CARE Fertility, John Webster House, 6 Lawrence Drive, Nottingham Business Park, Nottingham NG8 6PZ, United Kingdom.
Reprod Biomed Online. 2013 Aug;27(2):140-6. doi: 10.1016/j.rbmo.2013.04.013. Epub 2013 May 9.
Time-lapse imaging of human preimplantation IVF embryos has enabled objective algorithms based on novel observations of development (morphokinetics) to be used for clinical selection of embryos. Embryo aneuploidy, a major cause of IVF failure, has been correlated with specific morphokinetic variables used previously to develop an aneuploidy risk classification model. The purpose of this study was to evaluate the effectiveness and potential impact of this model for unselected IVF patients without biopsy and preimplantation genetic screening (PGS). Embryo outcomes - no implantation, fetal heart beat (FHB) and live birth (LB) - of 88 transferred blastocysts were compared according to calculated aneuploidy risk classes (low, medium, high). A significant difference was seen for FHB (P<0.0001) and LB (P<0.01) rates between embryos classified as low and medium risk. Within the low-risk class, relative increases of 74% and 56%, compared with rates for all blastocysts, were observed for FHB and LB respectively. The area under the receiver operating characteristic curve was 0.75 for FHB and 0.74 for LB. This study demonstrates the clinical relevance of the aneuploidy risk classification model and introduces a novel, non-invasive method of embryo selection to yield higher implantation and live birth rates without PGS.

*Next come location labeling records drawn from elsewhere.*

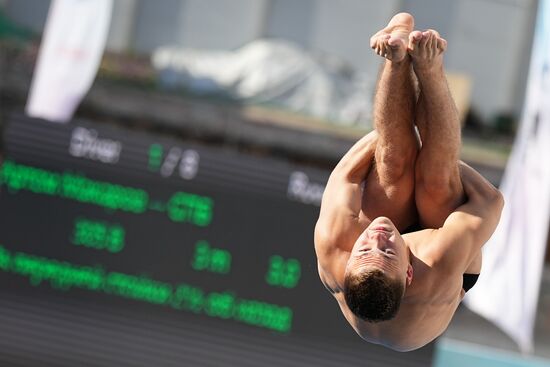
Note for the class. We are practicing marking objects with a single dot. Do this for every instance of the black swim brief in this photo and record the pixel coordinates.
(468, 281)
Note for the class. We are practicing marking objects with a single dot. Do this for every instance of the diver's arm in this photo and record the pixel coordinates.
(467, 229)
(341, 203)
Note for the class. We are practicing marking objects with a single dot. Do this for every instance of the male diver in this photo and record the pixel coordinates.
(397, 284)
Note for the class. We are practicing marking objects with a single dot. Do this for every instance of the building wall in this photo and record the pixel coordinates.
(489, 40)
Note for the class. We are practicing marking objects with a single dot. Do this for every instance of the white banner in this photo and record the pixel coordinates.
(72, 46)
(508, 288)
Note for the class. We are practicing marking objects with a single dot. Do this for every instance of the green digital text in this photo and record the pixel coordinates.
(63, 275)
(211, 259)
(98, 235)
(283, 273)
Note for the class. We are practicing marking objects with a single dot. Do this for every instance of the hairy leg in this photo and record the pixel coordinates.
(389, 188)
(438, 188)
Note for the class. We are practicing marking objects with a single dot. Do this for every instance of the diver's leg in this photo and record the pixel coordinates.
(390, 186)
(438, 189)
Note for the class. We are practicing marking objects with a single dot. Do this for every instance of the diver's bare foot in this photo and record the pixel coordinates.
(392, 41)
(426, 50)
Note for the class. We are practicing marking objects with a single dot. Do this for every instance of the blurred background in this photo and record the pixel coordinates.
(262, 97)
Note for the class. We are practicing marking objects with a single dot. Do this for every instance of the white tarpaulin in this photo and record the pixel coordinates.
(72, 45)
(273, 72)
(508, 288)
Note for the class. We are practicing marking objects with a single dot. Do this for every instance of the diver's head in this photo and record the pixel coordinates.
(378, 272)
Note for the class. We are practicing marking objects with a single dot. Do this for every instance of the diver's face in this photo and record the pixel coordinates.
(381, 247)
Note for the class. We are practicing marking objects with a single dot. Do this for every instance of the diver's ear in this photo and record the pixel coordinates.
(409, 274)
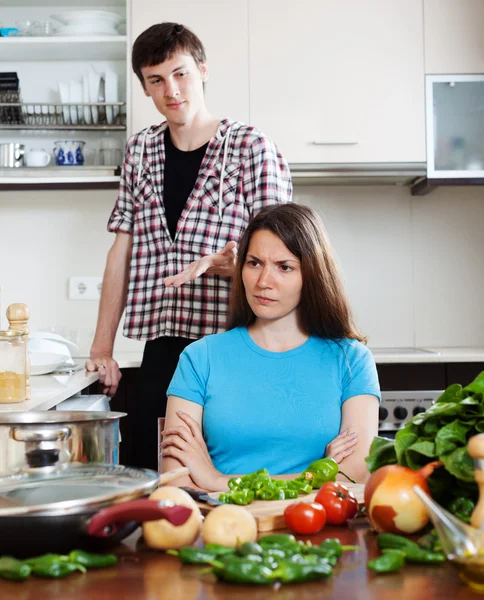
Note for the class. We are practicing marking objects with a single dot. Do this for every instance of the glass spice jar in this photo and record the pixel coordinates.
(12, 367)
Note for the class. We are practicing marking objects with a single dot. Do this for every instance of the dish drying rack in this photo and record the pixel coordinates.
(107, 116)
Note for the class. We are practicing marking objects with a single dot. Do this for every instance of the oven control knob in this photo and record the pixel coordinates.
(400, 412)
(382, 413)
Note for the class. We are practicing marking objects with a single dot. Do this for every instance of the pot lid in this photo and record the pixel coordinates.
(72, 488)
(32, 417)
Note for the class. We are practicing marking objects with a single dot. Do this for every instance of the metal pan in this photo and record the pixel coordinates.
(92, 507)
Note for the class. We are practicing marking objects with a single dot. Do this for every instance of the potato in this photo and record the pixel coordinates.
(161, 534)
(229, 525)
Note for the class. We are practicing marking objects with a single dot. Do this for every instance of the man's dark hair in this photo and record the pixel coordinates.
(160, 42)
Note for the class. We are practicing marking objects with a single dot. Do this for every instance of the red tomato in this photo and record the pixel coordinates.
(305, 517)
(340, 504)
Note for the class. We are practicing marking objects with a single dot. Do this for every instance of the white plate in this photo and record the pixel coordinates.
(83, 17)
(55, 337)
(42, 363)
(73, 30)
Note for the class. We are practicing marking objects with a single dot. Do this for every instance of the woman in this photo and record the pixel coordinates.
(289, 381)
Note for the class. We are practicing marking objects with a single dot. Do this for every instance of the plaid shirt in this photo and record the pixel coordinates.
(255, 175)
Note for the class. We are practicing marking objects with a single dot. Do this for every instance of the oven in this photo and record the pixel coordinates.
(399, 407)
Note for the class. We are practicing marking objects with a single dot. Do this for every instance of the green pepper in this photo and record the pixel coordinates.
(242, 571)
(92, 561)
(421, 556)
(292, 572)
(321, 471)
(277, 539)
(390, 562)
(413, 552)
(190, 555)
(219, 550)
(397, 542)
(13, 569)
(241, 496)
(249, 548)
(275, 553)
(234, 483)
(290, 494)
(53, 565)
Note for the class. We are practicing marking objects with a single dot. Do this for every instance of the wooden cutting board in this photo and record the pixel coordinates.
(269, 514)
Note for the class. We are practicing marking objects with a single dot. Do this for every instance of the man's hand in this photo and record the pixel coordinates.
(186, 444)
(109, 373)
(222, 263)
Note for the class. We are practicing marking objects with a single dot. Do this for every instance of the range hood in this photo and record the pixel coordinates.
(357, 173)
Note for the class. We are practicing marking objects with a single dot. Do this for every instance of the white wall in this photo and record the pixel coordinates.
(412, 265)
(45, 238)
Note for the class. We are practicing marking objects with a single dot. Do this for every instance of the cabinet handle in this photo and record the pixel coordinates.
(334, 143)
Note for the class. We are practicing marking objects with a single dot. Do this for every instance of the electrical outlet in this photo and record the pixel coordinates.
(85, 288)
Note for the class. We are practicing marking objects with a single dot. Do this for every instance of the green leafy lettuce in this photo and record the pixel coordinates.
(440, 433)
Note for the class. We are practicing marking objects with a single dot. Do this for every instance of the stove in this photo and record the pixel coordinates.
(397, 408)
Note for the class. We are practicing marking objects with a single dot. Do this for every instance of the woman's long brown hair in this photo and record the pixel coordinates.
(324, 309)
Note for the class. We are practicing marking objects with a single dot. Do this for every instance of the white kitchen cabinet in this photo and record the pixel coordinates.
(38, 117)
(339, 82)
(454, 36)
(222, 27)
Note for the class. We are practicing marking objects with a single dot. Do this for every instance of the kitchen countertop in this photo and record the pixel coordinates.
(49, 390)
(143, 574)
(382, 355)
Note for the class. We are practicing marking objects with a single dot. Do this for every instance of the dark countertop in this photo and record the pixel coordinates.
(144, 574)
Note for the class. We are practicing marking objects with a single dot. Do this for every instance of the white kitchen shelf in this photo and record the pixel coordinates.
(60, 48)
(58, 175)
(98, 4)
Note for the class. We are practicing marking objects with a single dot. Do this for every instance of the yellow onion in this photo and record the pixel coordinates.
(391, 504)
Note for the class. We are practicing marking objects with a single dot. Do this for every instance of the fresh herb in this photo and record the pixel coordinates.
(440, 433)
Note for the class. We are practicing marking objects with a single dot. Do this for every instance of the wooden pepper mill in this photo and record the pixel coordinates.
(18, 315)
(475, 447)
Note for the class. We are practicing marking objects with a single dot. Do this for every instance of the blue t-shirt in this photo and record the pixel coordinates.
(276, 410)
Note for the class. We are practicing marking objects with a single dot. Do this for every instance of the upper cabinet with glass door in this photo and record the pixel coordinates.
(455, 126)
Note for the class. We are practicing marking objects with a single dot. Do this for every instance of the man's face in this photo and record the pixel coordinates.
(176, 87)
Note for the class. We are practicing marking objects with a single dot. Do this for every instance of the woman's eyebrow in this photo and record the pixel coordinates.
(277, 262)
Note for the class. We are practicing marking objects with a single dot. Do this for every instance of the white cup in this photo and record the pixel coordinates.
(37, 158)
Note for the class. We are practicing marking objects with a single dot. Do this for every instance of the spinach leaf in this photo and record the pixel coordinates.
(451, 394)
(459, 464)
(477, 386)
(450, 436)
(431, 427)
(382, 452)
(403, 440)
(424, 447)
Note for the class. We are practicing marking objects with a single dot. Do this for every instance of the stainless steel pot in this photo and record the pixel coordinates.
(12, 155)
(44, 440)
(79, 506)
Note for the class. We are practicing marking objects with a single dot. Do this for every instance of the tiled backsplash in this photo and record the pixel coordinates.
(412, 265)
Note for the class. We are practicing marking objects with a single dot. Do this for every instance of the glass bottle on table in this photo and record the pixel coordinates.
(12, 367)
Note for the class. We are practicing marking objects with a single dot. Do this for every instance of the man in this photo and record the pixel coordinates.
(188, 190)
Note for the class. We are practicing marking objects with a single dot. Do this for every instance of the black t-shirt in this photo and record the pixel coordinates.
(181, 171)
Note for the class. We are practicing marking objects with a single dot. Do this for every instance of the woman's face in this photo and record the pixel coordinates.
(272, 278)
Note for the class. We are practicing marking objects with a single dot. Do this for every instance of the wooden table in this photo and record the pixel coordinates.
(143, 574)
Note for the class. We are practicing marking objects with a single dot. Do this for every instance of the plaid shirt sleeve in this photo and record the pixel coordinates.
(266, 176)
(122, 217)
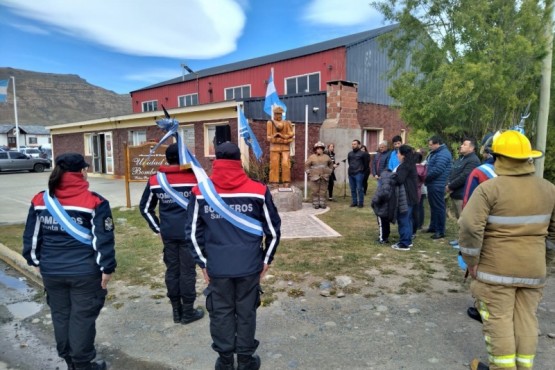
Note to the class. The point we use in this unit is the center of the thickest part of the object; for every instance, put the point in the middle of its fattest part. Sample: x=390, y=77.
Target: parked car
x=17, y=161
x=32, y=152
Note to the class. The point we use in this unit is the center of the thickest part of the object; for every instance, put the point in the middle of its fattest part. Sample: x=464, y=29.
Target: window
x=150, y=106
x=302, y=84
x=187, y=100
x=88, y=144
x=371, y=138
x=238, y=92
x=136, y=137
x=209, y=136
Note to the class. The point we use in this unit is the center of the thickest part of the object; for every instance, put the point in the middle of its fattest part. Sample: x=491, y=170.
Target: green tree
x=474, y=65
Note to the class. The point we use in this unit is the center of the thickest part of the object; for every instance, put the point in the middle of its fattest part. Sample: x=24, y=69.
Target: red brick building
x=337, y=86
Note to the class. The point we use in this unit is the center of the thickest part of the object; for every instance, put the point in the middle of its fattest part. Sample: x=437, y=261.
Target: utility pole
x=545, y=90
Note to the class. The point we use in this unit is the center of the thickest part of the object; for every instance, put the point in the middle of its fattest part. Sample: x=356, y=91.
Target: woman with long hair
x=366, y=170
x=69, y=239
x=405, y=177
x=330, y=151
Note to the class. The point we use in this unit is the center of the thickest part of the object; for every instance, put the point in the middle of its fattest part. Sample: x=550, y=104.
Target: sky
x=125, y=45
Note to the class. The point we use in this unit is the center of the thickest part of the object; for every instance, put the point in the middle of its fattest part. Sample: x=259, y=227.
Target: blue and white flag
x=246, y=133
x=205, y=185
x=3, y=90
x=272, y=99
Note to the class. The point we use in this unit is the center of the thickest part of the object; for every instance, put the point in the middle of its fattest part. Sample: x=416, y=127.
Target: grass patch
x=375, y=269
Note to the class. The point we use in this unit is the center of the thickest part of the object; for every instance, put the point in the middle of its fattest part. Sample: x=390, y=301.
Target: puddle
x=22, y=310
x=12, y=282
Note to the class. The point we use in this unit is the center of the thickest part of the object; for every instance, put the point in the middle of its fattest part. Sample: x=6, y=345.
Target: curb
x=16, y=261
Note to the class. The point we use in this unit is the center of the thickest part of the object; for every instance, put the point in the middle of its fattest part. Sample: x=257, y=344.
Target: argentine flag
x=3, y=90
x=272, y=99
x=247, y=134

人类体外受精胚胎的延时成像使基于发育新观察(形态动力学)的客观算法能够用于临床胚胎选择。胚胎非整倍体是体外受精失败的主要原因,与以前用于开发非整倍体风险分类模型的特定形态动力学变量相关。本研究旨在评估该模型在未经活检和植入前遗传筛查(PGS)的未经选择的 IVF 患者中的有效性和潜在影响。根据计算的非整倍体风险类别(低、中、高),比较了 88 个转移的囊胚的胚胎结局(无着床、胎心(FHB)和活产(LB))。在 FHB(P<0.0001)和 LB(P<0.01)之间观察到分类为低风险和中风险的胚胎之间存在显著差异。在低风险类别中,与所有囊胚的比率相比,FHB 和 LB 的相对增长率分别为 74%和 56%。FHB 和 LB 的接收者操作特征曲线下面积分别为 0.75 和 0.74。这项研究证明了非整倍体风险分类模型的临床相关性,并引入了一种新的、非侵入性的胚胎选择方法,可在不进行 PGS 的情况下提高着床率和活产率。